The Huffman library is a simple, pure C library for encoding and decoding data using a frequency-sorted binary tree. The implementation of this library is pretty straightforward, additional information regarding Huffman coding could be gained from the Wikipedia.
The build mechanism of the library is based on the CMake tool, so you could easily install it on your distribution in the following way:
$ sudo cmake install
By default the command above install the library into /usr/local/lib
and all
required headers into /usr/local/include
. The installation process is organized
using CMake. Just create a new directory build
and generate required makefiles:
$ mkdir -p build
$ cmake ..
After that run the install
target:
$ make install
To encode the data, use either a file stream huf_fdopen
or huf_memopen
to use
an in-memory stream.
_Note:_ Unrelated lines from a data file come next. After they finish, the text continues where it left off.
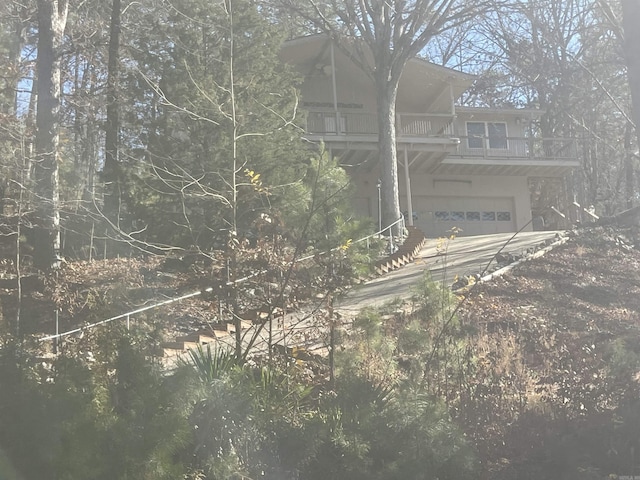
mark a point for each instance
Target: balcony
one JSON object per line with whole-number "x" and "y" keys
{"x": 517, "y": 148}
{"x": 327, "y": 124}
{"x": 436, "y": 146}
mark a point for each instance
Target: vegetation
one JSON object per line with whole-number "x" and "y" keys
{"x": 164, "y": 154}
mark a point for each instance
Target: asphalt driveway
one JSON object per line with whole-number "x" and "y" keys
{"x": 446, "y": 261}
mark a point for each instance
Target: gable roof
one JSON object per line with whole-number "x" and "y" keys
{"x": 422, "y": 81}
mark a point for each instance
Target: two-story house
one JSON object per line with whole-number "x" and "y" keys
{"x": 457, "y": 166}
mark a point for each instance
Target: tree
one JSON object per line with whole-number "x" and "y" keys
{"x": 391, "y": 33}
{"x": 52, "y": 19}
{"x": 112, "y": 129}
{"x": 631, "y": 17}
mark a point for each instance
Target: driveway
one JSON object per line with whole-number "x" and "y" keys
{"x": 454, "y": 258}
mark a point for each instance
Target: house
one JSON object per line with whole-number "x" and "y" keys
{"x": 461, "y": 167}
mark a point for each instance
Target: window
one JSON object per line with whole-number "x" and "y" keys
{"x": 487, "y": 134}
{"x": 476, "y": 133}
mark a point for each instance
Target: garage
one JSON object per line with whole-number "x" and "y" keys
{"x": 436, "y": 216}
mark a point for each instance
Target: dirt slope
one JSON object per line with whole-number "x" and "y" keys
{"x": 557, "y": 341}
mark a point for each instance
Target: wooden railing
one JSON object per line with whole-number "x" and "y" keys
{"x": 412, "y": 125}
{"x": 518, "y": 147}
{"x": 357, "y": 123}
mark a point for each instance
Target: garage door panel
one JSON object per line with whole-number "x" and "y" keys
{"x": 472, "y": 215}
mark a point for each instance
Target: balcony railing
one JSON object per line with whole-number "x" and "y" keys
{"x": 412, "y": 126}
{"x": 407, "y": 124}
{"x": 518, "y": 147}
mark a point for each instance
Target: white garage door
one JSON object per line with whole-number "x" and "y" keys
{"x": 436, "y": 216}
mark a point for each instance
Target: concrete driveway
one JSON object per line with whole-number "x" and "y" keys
{"x": 454, "y": 258}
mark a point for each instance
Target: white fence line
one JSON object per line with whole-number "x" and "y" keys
{"x": 193, "y": 294}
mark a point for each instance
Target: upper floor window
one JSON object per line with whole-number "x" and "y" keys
{"x": 487, "y": 135}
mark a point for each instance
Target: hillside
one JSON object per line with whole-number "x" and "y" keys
{"x": 555, "y": 387}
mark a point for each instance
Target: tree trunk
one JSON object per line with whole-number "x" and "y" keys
{"x": 630, "y": 22}
{"x": 111, "y": 177}
{"x": 52, "y": 18}
{"x": 388, "y": 155}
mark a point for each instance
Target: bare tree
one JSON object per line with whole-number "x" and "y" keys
{"x": 111, "y": 181}
{"x": 52, "y": 19}
{"x": 631, "y": 17}
{"x": 390, "y": 32}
Consider the following example, where the input is a memory
stream and output of the encoder is also memory buffer of 1MiB size.
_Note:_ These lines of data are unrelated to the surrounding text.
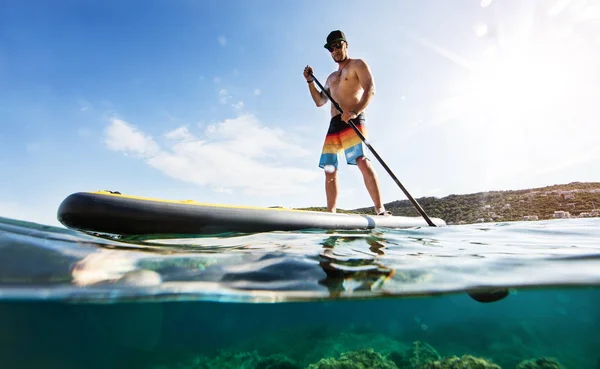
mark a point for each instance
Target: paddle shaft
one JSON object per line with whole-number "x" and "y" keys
{"x": 363, "y": 138}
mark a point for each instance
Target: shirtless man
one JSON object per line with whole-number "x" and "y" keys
{"x": 352, "y": 87}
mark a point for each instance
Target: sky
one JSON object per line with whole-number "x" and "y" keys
{"x": 206, "y": 101}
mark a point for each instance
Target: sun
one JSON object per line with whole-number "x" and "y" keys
{"x": 527, "y": 94}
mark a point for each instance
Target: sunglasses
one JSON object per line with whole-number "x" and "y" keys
{"x": 337, "y": 45}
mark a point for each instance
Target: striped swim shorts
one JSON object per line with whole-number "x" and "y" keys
{"x": 342, "y": 137}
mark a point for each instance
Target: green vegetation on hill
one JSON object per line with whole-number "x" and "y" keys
{"x": 498, "y": 206}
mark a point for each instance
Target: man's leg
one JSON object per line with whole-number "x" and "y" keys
{"x": 331, "y": 188}
{"x": 371, "y": 182}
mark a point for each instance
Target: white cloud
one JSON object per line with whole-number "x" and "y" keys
{"x": 121, "y": 136}
{"x": 179, "y": 134}
{"x": 224, "y": 97}
{"x": 235, "y": 154}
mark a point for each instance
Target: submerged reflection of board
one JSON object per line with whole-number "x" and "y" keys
{"x": 112, "y": 212}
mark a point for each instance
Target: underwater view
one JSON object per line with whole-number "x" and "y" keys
{"x": 495, "y": 295}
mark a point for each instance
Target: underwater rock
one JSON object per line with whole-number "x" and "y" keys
{"x": 464, "y": 362}
{"x": 361, "y": 359}
{"x": 540, "y": 363}
{"x": 226, "y": 359}
{"x": 415, "y": 357}
{"x": 277, "y": 361}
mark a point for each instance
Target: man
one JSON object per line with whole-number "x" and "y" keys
{"x": 352, "y": 87}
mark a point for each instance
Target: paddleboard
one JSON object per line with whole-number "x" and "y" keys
{"x": 115, "y": 213}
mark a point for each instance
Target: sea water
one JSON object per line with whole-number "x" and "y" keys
{"x": 320, "y": 299}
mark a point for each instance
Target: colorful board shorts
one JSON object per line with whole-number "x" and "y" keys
{"x": 341, "y": 136}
void *bufin, *bufout = NULL;
huf_read_writer_t *input, *output = NULL;
// Allocate the necessary memory.
huf_memopen(&input, &bufin, HUF_1MIB_BUFFER);
huf_memopen(&output, &bufout, HUF_1MIB_BUFFER);
// Write the data for encoding to the input.
size_t input_len = 10;
input->write(input->stream, "0123456789", input_len);
Create a configuration used to encode the input string using Huffman algorithm:
huf_config_t config = {
.reader = input,
.length = input_len,
.writer = output,
.blocksize = HUF_64KIB_BUFFER,
};
huf_error_t err = huf_encode(&config);
printf("%s\n", huf_error_string(err));
reader
- input ready for the encoding.writer
- output for the encoded data.length
- length of the data in bytes to encode.blocksize
- the length of each chunk in bytes (instead of reading the file twicelibhuffman
reads and encodes data by blocks).reader_buffer_size
- this is opaque reader buffer size in bytes, if the buffer size is set to zero, all reads will be unbuffered.writer_buffer_size
- this is opaque writer buffer size ib bytes, if the buffer size is set to zero, all writes will be unbuffered.
After the encoding, the output memory buffer could be automatically scaled to fit all necessary encoded bytes. To retrieve a new length of the buffer, use the following:
size_t out_size = 0;
huf_memlen(output, &out_size);
// The data is accessible through the `bufout` variable or using `read` function:
uint8_t result[10] = {0};
size_t result_len = 10;
// result_len is inout parameter, and will contain the length of encoding
// after the reading from the stream.
output->read(output->stream, result, &result_len);
Decoding is similar to the encoding, except that reader attribute of the configuration should contain the data used to decode:
input->write(input->stream, decoding, decoding_len);
huf_config_t config = {
.reader = input,
.length = input_len,
.writer = output,
.blockize = HUF_64KIB_BUFFER,
};
// After the decoding the original data will be writter to the `output`.
huf_decode(&config);
Once the processing of the encoding is completed, consider freeing the allocated memory:
// This does not free underlying buffer, call free for the buffer.
huf_memclose(&mem_out);
free(buf);
For more examples, please, refer to the tests
directory.
Python bindings for libhuffman
library are distributed as PyPI package, to install
that package, execute the following command:
pip install huffmanfile
You can use the libhuffman
for performant compression and decompression of Huffman
encoding. The interface of the Python library is similar to the interface of the
bz2
and
lzma
packages from Python's standard
library.
Reading in a compressed file:
import huffmanfile
with huffmanfile.open("file.hm") as f:
file_content = f.read()
Creating a compressed file:
import huffmanfile
data = b"Insert Data Here"
with huffmanfile.open("file.hm", "w") as f:
f.write(data)
Compressing data in memory:
import huffmanfile
data_in = b"Insert Data Here"
data_out = huffmanfile.compress(data_in)
Incremental compression:
import huffmanfile
hfc = huffmanfile.HuffmanCompressor()
out1 = hfc.compress(b"Some data\n")
out2 = hfc.compress(b"Another piece of data\n")
out3 = hfc.compress(b"Even more data\n")
out4 = hfc.flush()
# Concatenate all the partial results:
result = b"".join([out1, out2, out3, out4])
Note, random data tends to compress poorly, while ordered, repetitive data usually yields a high compression ratio.
The Huffman library is distributed under MIT license, therefore you are free to do with code whatever you want. See the LICENSE file for full license text.